IMF runs short of funds 

Adam Entous  
WASHINGTON, July 14: The IMF will tap into an emergency fund - not used in 20 years - to aid Russia as the world's lender of last resort runs short of money. International Monetary Fund managing director Michel Camdessus said the agency would use the so-called general arrangements to borrow (GAB) to provide Russia with $11.2 billion, the fund's share of a $22.6 billion rescue package.

The IMF was forced to turn to the GAB, a fund devised in 1962 to defend the world monetary system, because its ordinary reserves were drained by multibillion-dollar bailouts for Indonesia, South Korea and Thailand. "Put simply, our liquidity position is such that we have to draw on our reserve tank," Stanley Fischer, the IMF's first deputy managing director, said.

Since arranging the three Asian bailouts, the IMF's usable resources have dropped to $31 billion, IMF treasurer David Williams said.
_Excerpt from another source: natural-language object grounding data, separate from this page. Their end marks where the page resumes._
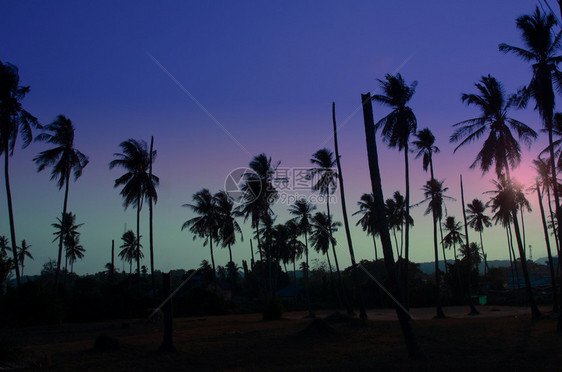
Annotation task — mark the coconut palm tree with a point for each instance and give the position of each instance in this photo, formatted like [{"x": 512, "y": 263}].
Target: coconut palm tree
[
  {"x": 227, "y": 225},
  {"x": 129, "y": 248},
  {"x": 478, "y": 220},
  {"x": 454, "y": 235},
  {"x": 500, "y": 147},
  {"x": 434, "y": 193},
  {"x": 23, "y": 252},
  {"x": 14, "y": 120},
  {"x": 206, "y": 224},
  {"x": 367, "y": 220},
  {"x": 4, "y": 245},
  {"x": 302, "y": 210},
  {"x": 138, "y": 184},
  {"x": 64, "y": 160},
  {"x": 542, "y": 45},
  {"x": 397, "y": 127},
  {"x": 74, "y": 250}
]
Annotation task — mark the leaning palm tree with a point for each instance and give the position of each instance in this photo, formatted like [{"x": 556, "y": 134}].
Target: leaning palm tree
[
  {"x": 302, "y": 210},
  {"x": 138, "y": 184},
  {"x": 367, "y": 221},
  {"x": 500, "y": 147},
  {"x": 227, "y": 225},
  {"x": 397, "y": 127},
  {"x": 23, "y": 252},
  {"x": 13, "y": 121},
  {"x": 434, "y": 193},
  {"x": 478, "y": 220},
  {"x": 129, "y": 248},
  {"x": 205, "y": 225},
  {"x": 74, "y": 251},
  {"x": 454, "y": 235},
  {"x": 542, "y": 45},
  {"x": 64, "y": 160}
]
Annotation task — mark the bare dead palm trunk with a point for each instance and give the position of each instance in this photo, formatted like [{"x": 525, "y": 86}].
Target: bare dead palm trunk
[
  {"x": 414, "y": 350},
  {"x": 548, "y": 251},
  {"x": 11, "y": 213},
  {"x": 150, "y": 216}
]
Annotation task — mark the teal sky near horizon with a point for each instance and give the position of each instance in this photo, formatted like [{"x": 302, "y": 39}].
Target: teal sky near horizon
[{"x": 268, "y": 72}]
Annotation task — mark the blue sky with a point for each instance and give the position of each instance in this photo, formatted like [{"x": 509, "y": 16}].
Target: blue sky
[{"x": 268, "y": 72}]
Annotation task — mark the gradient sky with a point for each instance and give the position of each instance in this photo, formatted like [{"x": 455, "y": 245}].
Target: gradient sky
[{"x": 268, "y": 72}]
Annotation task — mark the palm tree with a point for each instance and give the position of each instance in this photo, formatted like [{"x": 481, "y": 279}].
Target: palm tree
[
  {"x": 396, "y": 130},
  {"x": 63, "y": 158},
  {"x": 302, "y": 210},
  {"x": 454, "y": 235},
  {"x": 227, "y": 225},
  {"x": 4, "y": 245},
  {"x": 478, "y": 220},
  {"x": 259, "y": 193},
  {"x": 129, "y": 248},
  {"x": 206, "y": 224},
  {"x": 367, "y": 220},
  {"x": 500, "y": 147},
  {"x": 434, "y": 193},
  {"x": 13, "y": 121},
  {"x": 74, "y": 250},
  {"x": 321, "y": 236},
  {"x": 138, "y": 184},
  {"x": 23, "y": 252},
  {"x": 425, "y": 146},
  {"x": 66, "y": 229},
  {"x": 547, "y": 242}
]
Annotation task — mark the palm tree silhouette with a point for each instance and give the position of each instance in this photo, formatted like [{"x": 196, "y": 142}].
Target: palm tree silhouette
[
  {"x": 138, "y": 184},
  {"x": 74, "y": 250},
  {"x": 13, "y": 121},
  {"x": 395, "y": 209},
  {"x": 396, "y": 130},
  {"x": 434, "y": 193},
  {"x": 4, "y": 245},
  {"x": 23, "y": 252},
  {"x": 206, "y": 224},
  {"x": 66, "y": 229},
  {"x": 227, "y": 225},
  {"x": 454, "y": 235},
  {"x": 500, "y": 147},
  {"x": 368, "y": 219},
  {"x": 64, "y": 159},
  {"x": 302, "y": 210},
  {"x": 129, "y": 248},
  {"x": 478, "y": 220}
]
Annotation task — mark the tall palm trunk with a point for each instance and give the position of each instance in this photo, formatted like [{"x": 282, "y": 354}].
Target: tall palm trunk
[
  {"x": 414, "y": 350},
  {"x": 61, "y": 237},
  {"x": 439, "y": 309},
  {"x": 150, "y": 216},
  {"x": 473, "y": 310},
  {"x": 547, "y": 242},
  {"x": 534, "y": 309},
  {"x": 138, "y": 236},
  {"x": 11, "y": 213},
  {"x": 357, "y": 289},
  {"x": 306, "y": 283},
  {"x": 407, "y": 231}
]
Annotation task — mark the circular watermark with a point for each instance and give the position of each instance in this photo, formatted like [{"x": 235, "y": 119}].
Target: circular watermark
[{"x": 242, "y": 185}]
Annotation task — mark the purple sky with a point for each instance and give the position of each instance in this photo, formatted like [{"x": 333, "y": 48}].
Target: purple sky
[{"x": 268, "y": 72}]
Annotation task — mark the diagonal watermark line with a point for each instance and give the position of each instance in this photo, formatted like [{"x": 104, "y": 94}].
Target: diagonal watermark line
[
  {"x": 198, "y": 103},
  {"x": 350, "y": 116}
]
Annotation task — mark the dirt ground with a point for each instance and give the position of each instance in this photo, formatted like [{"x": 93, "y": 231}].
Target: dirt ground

But when loans to Russia and other countries are taken into account, the IMF would have only $17 billion, not enough to support muchfurther lending. The US treasury department had recently estimated IMF usable resources at $10-15 billion. "We are in grave difficulties," Fischer said.

"After these loans, our liquidity ratio is below the number that we feel comfortable with. Even with the GAB, we don't regard ourselves as having lendable resources... It cannot continue this way."

To deal with future financial emergencies, the IMF has asked member states to replenish its reserves. US president Bill Clinton has been trying to convince the US Congress to pay Washington's financial share, which totals $18 billion and includes $3.5 billion for the new arrangements to borrow (NAB), a facility that would back up the GAB. But the IMF package has been stalled in the Republican-controlled House of Representatives. Under IMF rules, proposals to increase resources cannot go ahead until the United States approves its share. Washington has 18 per cent of IMF votes -- an effective veto over some policy decisions which need an 85 per cent majority.